Porém, o verdadeiro mérito do escritor é quando ele diz o que as pessoas estavam pensando SEM conseguir dizer -- quando você concentra sua atenção por tanto tempo em uma experiência até conseguir traduzí-la em um novo elemento discursivo que se agrega à cultura.
Obviamente, não estou dizendo que precisamos destruir as novas tecnologias, como se o problema fosse puramente externo. Porém, precisamos perceber que as tecnologias não são neutras e precisamos tentar desenhá-las para que funcionem em favor do bem comum.
Precisamos também perceber que boa parte da economia da atenção é um jogo de soma zero -- ou mesmo de soma negativa. A quantidade de atenção que temos em um dia é limitada. Tirar duas horas da família, do trabalho ou do estudo sério para gastar em algo que só vai nos deixar...
... irritado é uma verdadeira DESTRUIÇÃO de valor. Você jogou foras horas de energia mental que poderiam ter gerados grandes coisas para gerar uma fração de valor que será quase inteiramente capturado por uma grande corporação e por movimentos políticos.
Já faz algum tempo que tenho me tornado cada vez mais cuidadoso com o meu uso do tempo. Hoje, ele é o recurso mais importante que eu possuo. E é um recurso esquisito: as horas do dia não possuem o mesmo valor. Seu nível de energia varia ao longo do dia.
Obviamente, não quero dizer com isso que eu esteja me tornando um eremita. Tento ler todas as principais notícias e opiniões do dia. Porém, faço isso apenas até certo ponto. Não preciso, por exemplo, saber há cada duas horas o que está acontecendo com Trump.
Por outro lado, eu realmente preciso ter algumas horas para re-examinar meu dia, para re-elaborar as conversas que tive, os planos que tenho e minhas obrigações. Nesses momentos, a mente está fazendo um trabalho importantíssimo de INTEGRAÇÃO. Em vez de simplesmente pegar...
... mais informações e opiniões, você precisa gastar um tempo esclarecendo o que está na sua mente, digerindo tudo aquilo. Para isso, o ideal é conversa/escrever/ler sobre o mesmo assunto por muito tempo. Ou seja, é a ATENÇÃO CONTÍNUA em vez de uma avalanche de informação...

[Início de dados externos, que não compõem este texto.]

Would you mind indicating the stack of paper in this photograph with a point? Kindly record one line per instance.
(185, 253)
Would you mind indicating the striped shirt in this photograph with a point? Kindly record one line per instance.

... que importa. Desse modo, você ultrapassa a superfície e integra elementos novos a sua mente.

Parte disso significa passar longas horas desconectado das redes sociais e, principalmente, priorizar pessoas que estejam igualmente desconectadas.
Meus melhores amigos nem possuíam celular até poucos anos atrás. Tenho certeza que um dos motivos da sociedade canadense ser tão boa é que tantas pessoas passam fins de semana totalmente desconectados nos cottages e acampamentos.
Sei que é meio contraditório falar disso aqui, mas a mensagem não é que o instrumento deve ser jogado fora -- é que a integridade da nossa consciência e a continuidade da atenção devem ser priorizados.